After the final encoder layer, a global average pooling aggregates the sequence into a single vector z. A linear regression head (p·z + b) outputs the predicted dwell time ŷ. The loss function is mean squared error (MSE), optimized with Adam and equipped with learning‑rate scheduling and early stopping.

The experimental evaluation uses the Avazu Click‑Through Rate dataset, repurposed for dwell‑time prediction by attaching timestamps and constructing dwell labels for both clicked and non‑clicked impressions. This dataset contains tens of millions of records with rich contextual metadata, making it a realistic benchmark for large‑scale HCI modeling. The authors compare their method against four baselines: BILSTM, DRFormer, FedFormer, and iTransformer, all trained under identical preprocessing and hyper‑parameter settings.

Results (Table 1) show that the proposed Transformer consistently outperforms the baselines across four metrics: MSE (0.1361 vs. 0.1642 for BILSTM), RMSE (0.3690 vs. 0.4052), MAPE (7.12 % vs. 8.73 %), and RMAE (0.2745 vs. 0.3124). The improvement is especially notable in relative‑error measures (MAPE, RMAE), indicating that the model handles the high inter‑user variability of dwell times more robustly.

Sensitivity analyses explore three key factors: (1) the number of attention heads, (2) the length of the input window, and (3) the device environment (mobile vs. desktop). Increasing the number of heads from 1 to 8 yields a monotonic reduction in RMAE, confirming that multi‑head attention enriches the representation of complex interaction patterns. Window‑size experiments reveal an optimal range (≈40–60 time steps); shorter windows miss long‑range dependencies, while excessively long windows introduce noise. Performance remains stable across device types, demonstrating the model’s adaptability to heterogeneous deployment contexts.

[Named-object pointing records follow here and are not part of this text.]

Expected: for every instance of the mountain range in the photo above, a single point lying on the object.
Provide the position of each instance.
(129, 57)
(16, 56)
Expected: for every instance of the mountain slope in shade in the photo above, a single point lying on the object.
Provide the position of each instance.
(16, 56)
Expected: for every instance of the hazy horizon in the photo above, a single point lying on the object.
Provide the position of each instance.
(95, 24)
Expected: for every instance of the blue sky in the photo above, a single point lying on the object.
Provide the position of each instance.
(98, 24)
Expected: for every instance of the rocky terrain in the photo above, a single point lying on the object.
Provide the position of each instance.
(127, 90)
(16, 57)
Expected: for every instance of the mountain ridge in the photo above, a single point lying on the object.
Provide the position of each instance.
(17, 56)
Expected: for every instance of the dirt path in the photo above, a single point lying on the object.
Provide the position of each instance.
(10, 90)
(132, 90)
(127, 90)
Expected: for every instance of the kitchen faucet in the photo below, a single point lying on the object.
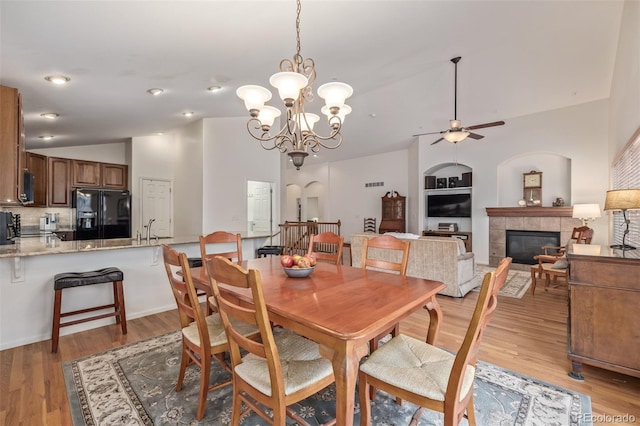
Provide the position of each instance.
(148, 227)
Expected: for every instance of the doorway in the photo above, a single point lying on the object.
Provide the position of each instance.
(260, 207)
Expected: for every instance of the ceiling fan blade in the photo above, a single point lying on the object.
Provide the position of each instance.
(430, 133)
(482, 126)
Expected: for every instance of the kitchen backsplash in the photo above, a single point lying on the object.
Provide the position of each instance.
(30, 216)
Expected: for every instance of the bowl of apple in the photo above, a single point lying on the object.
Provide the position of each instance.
(297, 266)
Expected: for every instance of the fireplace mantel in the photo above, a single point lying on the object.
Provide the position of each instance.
(530, 211)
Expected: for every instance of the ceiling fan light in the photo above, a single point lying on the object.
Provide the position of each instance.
(455, 136)
(335, 93)
(289, 85)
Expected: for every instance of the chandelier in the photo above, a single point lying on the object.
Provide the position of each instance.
(294, 85)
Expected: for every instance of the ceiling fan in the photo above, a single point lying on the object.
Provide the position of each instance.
(457, 133)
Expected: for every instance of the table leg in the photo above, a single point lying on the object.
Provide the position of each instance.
(346, 363)
(435, 315)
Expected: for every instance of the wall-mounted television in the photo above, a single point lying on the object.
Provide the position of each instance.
(449, 205)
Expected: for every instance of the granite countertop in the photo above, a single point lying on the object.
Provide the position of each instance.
(50, 244)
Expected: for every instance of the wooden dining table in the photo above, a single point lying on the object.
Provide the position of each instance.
(341, 308)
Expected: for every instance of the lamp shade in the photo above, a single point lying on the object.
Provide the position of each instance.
(455, 135)
(622, 199)
(253, 96)
(586, 211)
(288, 84)
(335, 93)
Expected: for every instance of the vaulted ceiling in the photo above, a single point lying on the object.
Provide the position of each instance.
(518, 58)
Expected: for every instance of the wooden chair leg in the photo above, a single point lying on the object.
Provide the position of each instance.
(55, 332)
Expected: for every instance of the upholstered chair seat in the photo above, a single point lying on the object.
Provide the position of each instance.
(301, 364)
(413, 365)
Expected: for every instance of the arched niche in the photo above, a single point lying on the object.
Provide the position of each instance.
(556, 178)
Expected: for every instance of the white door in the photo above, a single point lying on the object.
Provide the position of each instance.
(157, 204)
(260, 206)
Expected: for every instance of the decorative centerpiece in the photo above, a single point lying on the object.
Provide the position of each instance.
(297, 266)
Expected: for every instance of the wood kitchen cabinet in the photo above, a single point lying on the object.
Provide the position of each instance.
(86, 174)
(37, 165)
(393, 213)
(604, 295)
(114, 176)
(12, 160)
(59, 182)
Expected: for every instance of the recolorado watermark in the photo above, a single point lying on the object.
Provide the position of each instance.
(607, 418)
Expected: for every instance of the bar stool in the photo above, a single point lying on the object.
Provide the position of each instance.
(79, 279)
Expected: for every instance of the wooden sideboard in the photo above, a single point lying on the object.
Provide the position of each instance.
(604, 296)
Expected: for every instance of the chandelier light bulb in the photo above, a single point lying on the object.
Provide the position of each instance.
(254, 97)
(289, 85)
(267, 116)
(335, 93)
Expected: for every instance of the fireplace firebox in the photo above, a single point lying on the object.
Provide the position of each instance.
(522, 246)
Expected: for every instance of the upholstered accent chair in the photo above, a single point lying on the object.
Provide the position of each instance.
(277, 371)
(428, 376)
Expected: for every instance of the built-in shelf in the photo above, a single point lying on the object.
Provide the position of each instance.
(530, 211)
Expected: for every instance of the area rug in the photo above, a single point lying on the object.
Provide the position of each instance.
(518, 282)
(135, 385)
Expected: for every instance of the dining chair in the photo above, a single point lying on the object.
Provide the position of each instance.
(276, 371)
(397, 258)
(327, 247)
(553, 263)
(203, 338)
(223, 241)
(428, 376)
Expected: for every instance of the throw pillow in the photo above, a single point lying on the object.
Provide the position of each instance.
(560, 264)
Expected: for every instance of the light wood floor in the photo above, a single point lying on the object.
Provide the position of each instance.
(526, 335)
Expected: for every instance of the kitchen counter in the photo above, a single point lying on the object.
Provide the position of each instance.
(27, 269)
(50, 244)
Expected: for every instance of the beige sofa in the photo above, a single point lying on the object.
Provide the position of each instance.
(437, 258)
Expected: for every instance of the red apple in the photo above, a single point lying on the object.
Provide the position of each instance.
(313, 258)
(286, 261)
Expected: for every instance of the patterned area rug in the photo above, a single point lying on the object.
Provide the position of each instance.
(135, 385)
(518, 282)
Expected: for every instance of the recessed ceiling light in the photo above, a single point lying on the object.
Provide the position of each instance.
(57, 79)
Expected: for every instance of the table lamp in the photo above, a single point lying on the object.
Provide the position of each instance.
(623, 199)
(586, 212)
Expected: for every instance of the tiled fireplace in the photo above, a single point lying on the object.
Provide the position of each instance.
(549, 219)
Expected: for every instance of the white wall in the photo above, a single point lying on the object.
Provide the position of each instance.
(578, 133)
(625, 85)
(106, 153)
(152, 158)
(348, 200)
(188, 179)
(231, 158)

The authors conclude that integrating multi‑modal behavioral embeddings with a Transformer encoder provides a powerful, generalizable solution for dwell‑time prediction. Their contributions are: (i) a unified embedding scheme for heterogeneous interaction signals, (ii) a Transformer architecture that captures both global dependencies and fine‑grained dynamics, (iii) comprehensive empirical validation against strong baselines, and (iv) thorough hyper‑parameter and environment robustness testing.

Future work is suggested in three directions: (a) augmenting the model with graph‑based Transformers to explicitly encode UI element relationships, (b) applying meta‑learning or federated learning to enable rapid adaptation to new domains such as education or healthcare, and (c) developing lightweight, on‑device versions for real‑time personalization. Overall, the paper demonstrates that Transformer‑based sequence modeling can substantially advance the state of the art in HCI dwell‑time prediction, with clear implications for adaptive interface design, recommendation systems, and user‑centred analytics.